N. Nella teoria corpuscolare la velocità della luce ha un significato molto preciso. E' la velocità con la quale i corpuscoli attraversano lo spazio vuoto. Che cosa significa essa nella teoria ondulatoria?

H. Significa, ben inteso, la velocità dell'onda luminosa. Tutte le onde che conosciamo si propagano con una certa velocità e così pure farà un'onda luminosa.

N. Ciò non è così semplice come sembra. Le onde sonore si propagano nell'aria e le onde marine nel'acqua. Ogni specie di onda deve avere un mezzo materiale in cui viaggiare. Orbene la luce attraversa il vuoto, ciò che il suono non fa. Ammettere un'onda nello spazio vuoto significa in realtà non ammettere onda nessuna.

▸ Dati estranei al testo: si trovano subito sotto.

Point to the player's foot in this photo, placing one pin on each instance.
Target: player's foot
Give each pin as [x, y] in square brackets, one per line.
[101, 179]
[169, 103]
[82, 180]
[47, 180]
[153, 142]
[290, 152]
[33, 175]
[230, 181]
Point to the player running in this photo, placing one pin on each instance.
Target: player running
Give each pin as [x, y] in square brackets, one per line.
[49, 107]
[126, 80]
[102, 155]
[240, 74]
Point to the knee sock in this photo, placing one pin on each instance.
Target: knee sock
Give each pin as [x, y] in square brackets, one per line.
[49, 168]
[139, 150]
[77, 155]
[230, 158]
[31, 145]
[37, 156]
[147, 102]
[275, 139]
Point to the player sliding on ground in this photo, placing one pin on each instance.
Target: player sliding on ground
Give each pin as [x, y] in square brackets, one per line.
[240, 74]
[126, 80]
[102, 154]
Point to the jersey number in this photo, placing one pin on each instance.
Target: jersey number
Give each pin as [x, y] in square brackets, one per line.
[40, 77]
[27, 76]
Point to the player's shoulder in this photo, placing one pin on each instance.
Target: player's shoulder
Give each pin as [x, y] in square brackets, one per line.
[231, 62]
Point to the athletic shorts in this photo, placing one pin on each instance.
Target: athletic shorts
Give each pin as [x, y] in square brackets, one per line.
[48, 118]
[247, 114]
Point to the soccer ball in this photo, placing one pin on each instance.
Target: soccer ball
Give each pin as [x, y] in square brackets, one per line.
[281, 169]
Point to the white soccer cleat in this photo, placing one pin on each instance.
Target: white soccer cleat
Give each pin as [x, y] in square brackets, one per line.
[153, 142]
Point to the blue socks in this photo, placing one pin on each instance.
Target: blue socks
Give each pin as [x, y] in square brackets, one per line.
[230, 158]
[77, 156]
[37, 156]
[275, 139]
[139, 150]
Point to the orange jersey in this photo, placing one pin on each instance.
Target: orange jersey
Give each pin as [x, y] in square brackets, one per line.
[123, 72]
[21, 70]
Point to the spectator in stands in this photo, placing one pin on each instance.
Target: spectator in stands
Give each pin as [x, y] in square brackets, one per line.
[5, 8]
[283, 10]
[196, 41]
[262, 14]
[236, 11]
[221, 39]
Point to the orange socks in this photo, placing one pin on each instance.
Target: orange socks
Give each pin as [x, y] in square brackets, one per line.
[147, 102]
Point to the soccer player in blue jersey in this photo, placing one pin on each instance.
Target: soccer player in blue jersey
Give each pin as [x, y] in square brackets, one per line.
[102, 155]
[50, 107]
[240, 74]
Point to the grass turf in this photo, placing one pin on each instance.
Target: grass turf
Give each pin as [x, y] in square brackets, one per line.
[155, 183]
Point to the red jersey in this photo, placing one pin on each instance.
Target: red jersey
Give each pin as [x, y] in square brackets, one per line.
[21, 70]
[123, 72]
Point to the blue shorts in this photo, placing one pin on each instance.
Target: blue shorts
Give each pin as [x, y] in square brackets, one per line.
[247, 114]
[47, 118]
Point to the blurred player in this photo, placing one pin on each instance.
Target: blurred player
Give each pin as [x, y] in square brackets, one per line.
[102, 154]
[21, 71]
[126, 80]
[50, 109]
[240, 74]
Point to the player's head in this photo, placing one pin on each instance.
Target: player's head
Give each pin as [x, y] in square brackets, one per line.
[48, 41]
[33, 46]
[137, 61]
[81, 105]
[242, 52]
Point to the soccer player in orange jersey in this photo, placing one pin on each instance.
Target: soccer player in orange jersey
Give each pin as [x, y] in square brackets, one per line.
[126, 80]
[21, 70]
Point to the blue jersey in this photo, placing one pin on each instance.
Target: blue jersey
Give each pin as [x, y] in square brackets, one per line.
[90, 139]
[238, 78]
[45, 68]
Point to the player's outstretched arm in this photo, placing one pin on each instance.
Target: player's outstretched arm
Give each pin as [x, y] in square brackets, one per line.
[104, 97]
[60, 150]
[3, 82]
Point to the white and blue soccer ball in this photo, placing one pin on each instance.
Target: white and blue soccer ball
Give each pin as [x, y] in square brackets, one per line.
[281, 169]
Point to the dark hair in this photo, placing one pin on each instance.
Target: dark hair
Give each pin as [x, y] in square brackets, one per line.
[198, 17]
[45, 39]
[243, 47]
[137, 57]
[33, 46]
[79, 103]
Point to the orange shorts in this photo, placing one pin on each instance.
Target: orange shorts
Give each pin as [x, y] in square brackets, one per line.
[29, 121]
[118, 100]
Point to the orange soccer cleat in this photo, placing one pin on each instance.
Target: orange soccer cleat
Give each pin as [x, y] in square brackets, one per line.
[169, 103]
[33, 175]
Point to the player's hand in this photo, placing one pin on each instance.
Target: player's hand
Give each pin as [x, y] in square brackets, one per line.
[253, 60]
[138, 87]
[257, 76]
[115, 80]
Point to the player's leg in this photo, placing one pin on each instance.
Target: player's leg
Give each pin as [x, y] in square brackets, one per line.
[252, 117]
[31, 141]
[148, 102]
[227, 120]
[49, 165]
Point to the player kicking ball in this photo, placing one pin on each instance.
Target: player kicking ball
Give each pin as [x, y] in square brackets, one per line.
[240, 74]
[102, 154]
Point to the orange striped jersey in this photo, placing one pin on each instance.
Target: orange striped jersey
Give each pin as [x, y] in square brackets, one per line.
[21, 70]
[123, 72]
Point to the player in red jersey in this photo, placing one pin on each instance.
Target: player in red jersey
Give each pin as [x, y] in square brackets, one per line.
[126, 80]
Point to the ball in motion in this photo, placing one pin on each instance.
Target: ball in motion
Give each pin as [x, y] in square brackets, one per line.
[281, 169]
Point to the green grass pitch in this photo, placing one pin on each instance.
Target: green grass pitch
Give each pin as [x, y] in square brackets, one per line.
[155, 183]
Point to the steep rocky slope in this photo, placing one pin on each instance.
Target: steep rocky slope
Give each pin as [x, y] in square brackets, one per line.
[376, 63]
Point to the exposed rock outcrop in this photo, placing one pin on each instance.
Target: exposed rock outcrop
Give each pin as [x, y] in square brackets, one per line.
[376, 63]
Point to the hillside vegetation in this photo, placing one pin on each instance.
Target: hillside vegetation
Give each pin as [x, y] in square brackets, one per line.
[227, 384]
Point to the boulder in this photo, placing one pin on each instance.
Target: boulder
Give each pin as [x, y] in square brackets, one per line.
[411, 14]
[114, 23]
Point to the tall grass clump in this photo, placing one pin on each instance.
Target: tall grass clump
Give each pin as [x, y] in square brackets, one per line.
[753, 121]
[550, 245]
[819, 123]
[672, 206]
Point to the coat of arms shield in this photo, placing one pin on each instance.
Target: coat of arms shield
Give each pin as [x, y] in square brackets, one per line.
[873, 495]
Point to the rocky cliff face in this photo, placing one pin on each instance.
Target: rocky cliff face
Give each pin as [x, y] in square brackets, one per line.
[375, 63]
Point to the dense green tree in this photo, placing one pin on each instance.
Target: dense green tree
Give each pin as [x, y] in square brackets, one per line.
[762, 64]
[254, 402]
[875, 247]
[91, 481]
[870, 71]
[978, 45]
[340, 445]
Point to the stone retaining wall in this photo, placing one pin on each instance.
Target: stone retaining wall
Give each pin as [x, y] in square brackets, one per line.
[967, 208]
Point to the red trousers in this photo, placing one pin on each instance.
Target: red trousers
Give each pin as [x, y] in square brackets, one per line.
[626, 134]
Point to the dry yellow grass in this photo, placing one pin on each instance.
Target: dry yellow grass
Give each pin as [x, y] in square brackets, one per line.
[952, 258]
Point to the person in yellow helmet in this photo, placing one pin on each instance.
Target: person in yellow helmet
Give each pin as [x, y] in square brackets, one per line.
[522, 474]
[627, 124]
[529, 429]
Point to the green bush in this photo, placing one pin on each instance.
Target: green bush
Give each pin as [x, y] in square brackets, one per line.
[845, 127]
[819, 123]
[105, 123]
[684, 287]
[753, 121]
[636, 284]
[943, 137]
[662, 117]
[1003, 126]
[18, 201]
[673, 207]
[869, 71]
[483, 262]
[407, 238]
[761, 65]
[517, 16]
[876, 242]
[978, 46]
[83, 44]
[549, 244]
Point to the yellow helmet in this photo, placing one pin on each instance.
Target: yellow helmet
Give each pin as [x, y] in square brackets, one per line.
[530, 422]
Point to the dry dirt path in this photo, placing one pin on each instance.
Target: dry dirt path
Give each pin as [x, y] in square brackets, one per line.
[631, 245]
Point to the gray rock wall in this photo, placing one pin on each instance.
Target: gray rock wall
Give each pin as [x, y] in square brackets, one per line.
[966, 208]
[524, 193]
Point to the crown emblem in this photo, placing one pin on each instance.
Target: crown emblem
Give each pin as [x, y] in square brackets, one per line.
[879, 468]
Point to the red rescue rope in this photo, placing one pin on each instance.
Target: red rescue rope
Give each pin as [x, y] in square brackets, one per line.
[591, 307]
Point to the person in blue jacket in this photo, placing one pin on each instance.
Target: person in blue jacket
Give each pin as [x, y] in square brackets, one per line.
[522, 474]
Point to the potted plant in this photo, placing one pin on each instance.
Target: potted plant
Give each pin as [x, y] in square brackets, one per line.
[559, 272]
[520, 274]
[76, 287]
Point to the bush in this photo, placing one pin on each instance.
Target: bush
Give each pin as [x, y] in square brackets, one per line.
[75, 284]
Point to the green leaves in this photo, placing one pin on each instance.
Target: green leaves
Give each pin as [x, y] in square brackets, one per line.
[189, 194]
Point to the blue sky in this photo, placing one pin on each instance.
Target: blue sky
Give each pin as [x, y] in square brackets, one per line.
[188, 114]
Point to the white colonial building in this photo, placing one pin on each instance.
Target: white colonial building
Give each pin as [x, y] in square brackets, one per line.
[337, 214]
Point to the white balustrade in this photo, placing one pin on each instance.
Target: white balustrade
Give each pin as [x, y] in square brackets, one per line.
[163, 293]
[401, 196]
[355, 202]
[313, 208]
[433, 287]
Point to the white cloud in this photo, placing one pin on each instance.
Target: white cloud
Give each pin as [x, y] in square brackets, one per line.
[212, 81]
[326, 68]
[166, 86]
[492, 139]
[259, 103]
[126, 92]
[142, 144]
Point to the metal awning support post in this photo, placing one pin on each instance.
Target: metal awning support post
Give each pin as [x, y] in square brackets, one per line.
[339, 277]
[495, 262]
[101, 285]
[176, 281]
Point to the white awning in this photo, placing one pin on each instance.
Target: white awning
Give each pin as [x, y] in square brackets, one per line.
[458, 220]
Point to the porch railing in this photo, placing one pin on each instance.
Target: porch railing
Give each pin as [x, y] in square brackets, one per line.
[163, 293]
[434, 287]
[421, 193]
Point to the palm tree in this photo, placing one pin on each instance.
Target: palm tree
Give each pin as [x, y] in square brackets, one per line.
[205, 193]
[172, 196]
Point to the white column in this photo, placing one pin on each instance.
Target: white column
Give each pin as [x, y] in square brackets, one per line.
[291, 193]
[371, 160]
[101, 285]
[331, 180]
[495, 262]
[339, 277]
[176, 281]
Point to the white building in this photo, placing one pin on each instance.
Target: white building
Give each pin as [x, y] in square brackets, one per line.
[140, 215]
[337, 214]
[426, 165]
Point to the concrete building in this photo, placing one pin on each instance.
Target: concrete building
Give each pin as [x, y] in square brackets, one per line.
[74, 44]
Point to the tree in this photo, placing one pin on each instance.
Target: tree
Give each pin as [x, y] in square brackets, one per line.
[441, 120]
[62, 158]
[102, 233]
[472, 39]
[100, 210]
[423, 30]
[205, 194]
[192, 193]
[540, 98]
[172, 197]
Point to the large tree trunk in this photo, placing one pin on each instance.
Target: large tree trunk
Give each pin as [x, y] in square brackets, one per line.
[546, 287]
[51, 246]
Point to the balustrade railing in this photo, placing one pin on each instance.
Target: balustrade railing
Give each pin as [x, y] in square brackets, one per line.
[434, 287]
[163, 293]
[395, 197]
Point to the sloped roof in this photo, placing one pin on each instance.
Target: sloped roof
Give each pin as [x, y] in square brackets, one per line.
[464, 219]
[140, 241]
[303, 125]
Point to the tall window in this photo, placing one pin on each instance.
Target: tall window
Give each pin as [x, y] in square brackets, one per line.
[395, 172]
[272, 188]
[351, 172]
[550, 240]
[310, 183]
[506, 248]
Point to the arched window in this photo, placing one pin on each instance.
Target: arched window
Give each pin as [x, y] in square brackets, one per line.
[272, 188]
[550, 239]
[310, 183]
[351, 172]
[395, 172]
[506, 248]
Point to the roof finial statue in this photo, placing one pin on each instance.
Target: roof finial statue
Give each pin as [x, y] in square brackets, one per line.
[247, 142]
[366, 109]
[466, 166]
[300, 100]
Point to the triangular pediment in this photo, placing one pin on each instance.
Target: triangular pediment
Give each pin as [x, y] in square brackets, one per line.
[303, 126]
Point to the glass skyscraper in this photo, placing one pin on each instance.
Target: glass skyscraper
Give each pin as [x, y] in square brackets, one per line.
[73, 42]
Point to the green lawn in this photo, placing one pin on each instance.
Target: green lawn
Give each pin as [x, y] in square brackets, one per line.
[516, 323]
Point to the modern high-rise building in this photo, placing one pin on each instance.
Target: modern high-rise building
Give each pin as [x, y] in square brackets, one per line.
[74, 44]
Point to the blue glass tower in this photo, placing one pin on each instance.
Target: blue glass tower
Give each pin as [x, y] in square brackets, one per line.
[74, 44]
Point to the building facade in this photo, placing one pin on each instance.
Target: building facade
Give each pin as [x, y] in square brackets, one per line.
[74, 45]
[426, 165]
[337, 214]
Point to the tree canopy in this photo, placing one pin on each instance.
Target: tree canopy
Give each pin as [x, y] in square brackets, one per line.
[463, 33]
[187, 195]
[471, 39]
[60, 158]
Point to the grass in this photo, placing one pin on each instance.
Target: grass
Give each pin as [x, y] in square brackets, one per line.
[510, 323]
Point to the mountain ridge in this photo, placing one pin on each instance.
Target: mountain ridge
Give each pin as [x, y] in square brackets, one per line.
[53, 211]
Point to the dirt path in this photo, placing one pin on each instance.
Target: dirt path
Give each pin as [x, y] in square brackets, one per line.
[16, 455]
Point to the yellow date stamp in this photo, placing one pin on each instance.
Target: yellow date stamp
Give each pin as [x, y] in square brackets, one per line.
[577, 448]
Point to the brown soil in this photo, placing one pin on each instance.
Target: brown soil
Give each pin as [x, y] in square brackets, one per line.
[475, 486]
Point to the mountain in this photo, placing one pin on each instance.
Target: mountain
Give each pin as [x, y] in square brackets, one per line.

H. Si, questa è una difficoltà ed essa non mi giunge nuova. Il mio maestro vi riflettè e venne alla conclusione che l'unica via d'uscita era quella di assumere una sostanza ipotetica e cioè l'etere, un mezzo trasparente e permanente l'universo intero. L'universo è, per così dire, immerso in etere. Se abbiamo il coraggio di introdurre questo concetto, tutto il resto diventa chiaro e convincente.

N. Ma io respingo questa congettura. In primo luogo essa introduce una nuova sostanza ipotetica ed in fisica ne abbiamo già fin troppe. C'è anche un'altra obiezione. Voi ritenete, senza dubbio, che tutto vada spiegato per mezzo della meccanica. Ma come faremo con l'etere? Siete voi in grado di rispondere al semplice quesito di quale sia la struttura conferita all'etere dalle sue particelle elementari e del come l'etere si palesi in altri fenomeni?

Einstein, Infeld L'evoluzione della fisica, ed. Boringhieri, Torino, maggio 1974, p.117,118


Come si evince dal dialogo, un punto critico della teoria ondulatoria era la necessità di introdurre l'etere, cioè un fluido invisibile che avrebbe dovuto riempire tutto lo spazio vuoto dell'Universo e avrebbe dovuto essere messo in vibrazione dalle onde luminose. All'epoca le uniche onde di cui si aveva esperienza erano quelle meccaniche, dovute alla vibrazione delle particelle di un mezzo. Solo alla fine del XIX secolo Maxwell introdusse le onde elettromagnetiche causate dalla vibrazione di campi elettrici e magnetici anche nel vuoto. Ma il problema del'etere non era ancora risolto!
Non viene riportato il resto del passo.